Is it just me?
You should have woken earlier this morning — despite being up all night.
You should have made sure your kids had protein with those pancakes.
You should have gassed up the car last night.
You should have been more patient with your daughter while getting her ready, more grace-filled with your son when you were running late.
Oh, but you shouldn’t be late.
That’s just a small sampling from the first 30 minutes of a Thursday when I had gotten a collective 90 minutes of sleep the night before – thanks to a preschooler adjusting to a big boy bed and an infant who is currently nursing at 2:30, 4:30 and 6:30am. But it’s true of pretty much everyday. Virtually every sentence in my head begins with “should” — and too often ends with feelings of inadequacy, guilt and shame.
The thing that makes those “shoulds” so tricky is that they are often attached to really good things. Things I want do and aspire to be.
But something about that word puts my heart in a vice and — time and time again — I don’t recognize those phrases for what they are: accusations from an enemy bent on stealing my peace, killing my joy and destroying the security I should find in my identity as a daughter of the risen king.
I once heard a woman compare life as a mom to trying to fit 10 pieces of pie on a plate that was designed to hold 6.
Even as someone who is disciplined about not overscheduling the kids; someone who has built in “rest time” in our week, leaving space for organic investment in the people we’re discipling… I still end my days with to-dos spilling off of today’s list unfinished and weighing down tomorrow before it begins.
Perhaps some of it is being overly ambitious with what a mom with three young kids can accomplish in a day. Perhaps it is overestimating how much energy I will have when we cross that 7:30 finish line and put our monkeys down to bed (I chronically coast into the 8 o’clock hour on fumes). Somehow, despite my best intentions, it just feels like there’s never enough. And from mom-friends I talk to, I think its a malady of the age.
About a week ago I went to The Lord with my schedule for the new year. I told him that it felt a bit like a rubric’s cube — and while I knew what the priorities needed to be (namely consistent time to invest in my physical and spiritual health, time to ensure the kids have rhythms and routines that make them feel secure and time / space to do life-on-life ministry with those He’s called us to) — I didn’t know how to make the pieces fit together. So I laid my pieces on the altar, I admitted my weakness and I asked my Dad for help. For once I put aside the “shoulds” that insisted I “should” be able to figure it out on my own or I “should” be more gifted with scheduling than I am — and I allowed God to show me how He wanted me to order my days. It was amazing.
The next morning I woke up at 4:51am to nurse Sam with LOADS of energy and clarity from The Lord. I had a vision for how it was going to work and proceeded to put together a crazy detailed calendar of how our weeks will play out (factoring for UP-IN-OUT, WORK-PLAY-REST). I ran it by my husband for input and started this week genuinely EXCITED to walk in obedience to the plan we’d been given — and to see what God would do with the rails He had given us to run on.

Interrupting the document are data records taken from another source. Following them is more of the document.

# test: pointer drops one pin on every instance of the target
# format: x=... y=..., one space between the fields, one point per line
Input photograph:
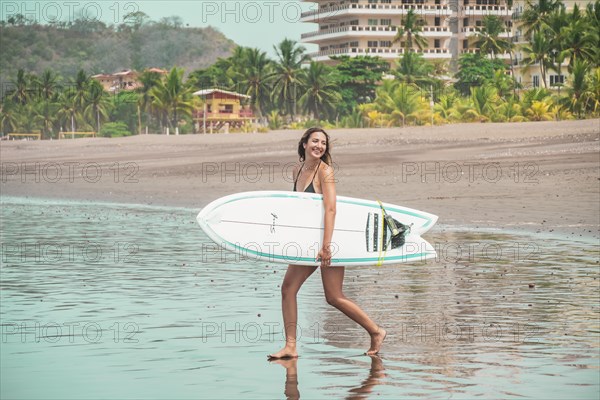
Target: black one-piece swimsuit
x=310 y=188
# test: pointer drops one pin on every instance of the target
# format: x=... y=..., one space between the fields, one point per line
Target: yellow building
x=221 y=110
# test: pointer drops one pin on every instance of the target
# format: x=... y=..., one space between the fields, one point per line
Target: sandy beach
x=537 y=176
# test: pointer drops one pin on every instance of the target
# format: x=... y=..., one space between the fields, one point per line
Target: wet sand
x=541 y=176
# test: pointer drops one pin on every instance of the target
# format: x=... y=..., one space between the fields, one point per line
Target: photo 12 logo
x=68 y=332
x=52 y=172
x=52 y=12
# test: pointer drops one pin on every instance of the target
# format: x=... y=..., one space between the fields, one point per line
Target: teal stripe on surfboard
x=336 y=260
x=319 y=197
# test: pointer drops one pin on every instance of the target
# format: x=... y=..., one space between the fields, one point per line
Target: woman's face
x=316 y=145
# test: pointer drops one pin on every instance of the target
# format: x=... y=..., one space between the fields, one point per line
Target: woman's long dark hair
x=326 y=157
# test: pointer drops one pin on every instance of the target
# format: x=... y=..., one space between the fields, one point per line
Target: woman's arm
x=327 y=181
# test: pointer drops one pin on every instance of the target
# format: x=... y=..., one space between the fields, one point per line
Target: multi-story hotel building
x=368 y=27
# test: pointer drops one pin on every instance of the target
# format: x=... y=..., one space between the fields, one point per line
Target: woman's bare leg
x=294 y=278
x=333 y=278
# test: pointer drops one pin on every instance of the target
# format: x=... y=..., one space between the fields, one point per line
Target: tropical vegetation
x=291 y=91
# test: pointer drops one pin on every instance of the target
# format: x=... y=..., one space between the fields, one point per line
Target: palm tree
x=148 y=80
x=97 y=103
x=412 y=68
x=579 y=40
x=538 y=52
x=535 y=15
x=540 y=111
x=9 y=116
x=445 y=108
x=398 y=101
x=488 y=38
x=68 y=110
x=592 y=14
x=557 y=22
x=255 y=75
x=286 y=75
x=44 y=115
x=484 y=100
x=410 y=32
x=173 y=97
x=579 y=91
x=320 y=91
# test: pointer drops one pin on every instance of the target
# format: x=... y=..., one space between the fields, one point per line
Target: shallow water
x=111 y=300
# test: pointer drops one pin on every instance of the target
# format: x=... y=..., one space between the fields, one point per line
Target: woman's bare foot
x=377 y=339
x=286 y=353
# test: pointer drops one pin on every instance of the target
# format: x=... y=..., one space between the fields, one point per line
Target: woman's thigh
x=333 y=280
x=295 y=276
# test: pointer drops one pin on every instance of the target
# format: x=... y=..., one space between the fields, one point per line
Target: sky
x=251 y=23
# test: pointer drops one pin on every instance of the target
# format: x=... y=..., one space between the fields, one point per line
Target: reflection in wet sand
x=375 y=375
x=366 y=387
x=134 y=299
x=291 y=391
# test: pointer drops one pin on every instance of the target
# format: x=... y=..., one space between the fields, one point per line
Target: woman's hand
x=325 y=256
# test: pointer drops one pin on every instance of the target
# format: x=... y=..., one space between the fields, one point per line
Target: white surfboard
x=287 y=227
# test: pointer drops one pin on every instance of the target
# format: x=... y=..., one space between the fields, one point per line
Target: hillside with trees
x=92 y=46
x=291 y=91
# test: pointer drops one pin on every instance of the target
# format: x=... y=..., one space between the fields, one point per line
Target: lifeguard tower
x=221 y=109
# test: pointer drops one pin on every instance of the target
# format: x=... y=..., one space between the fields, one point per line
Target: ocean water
x=104 y=300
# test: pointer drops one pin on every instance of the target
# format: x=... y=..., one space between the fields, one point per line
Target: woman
x=315 y=175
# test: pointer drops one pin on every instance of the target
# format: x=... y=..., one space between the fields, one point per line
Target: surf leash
x=395 y=231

Then Monday happened and I didn’t get a bike for spin class (you should have anticipated the new year’s crowd and left even earlier). The boys were up all night and I found I couldn’t start my day at 6 when sleep had delivered itself at only 5:49a (you should have powered through). I didn’t have the energy (in my sleeplessness) to get the house clean for a promised play date (tisk tisk). I forgot to make the casserole the night before women’s ministry and was rushing to do it the morning of (shame!). For all my enthusiasm to begin, I found myself accompanied by a voice that condemned and discouraged me each step of the way.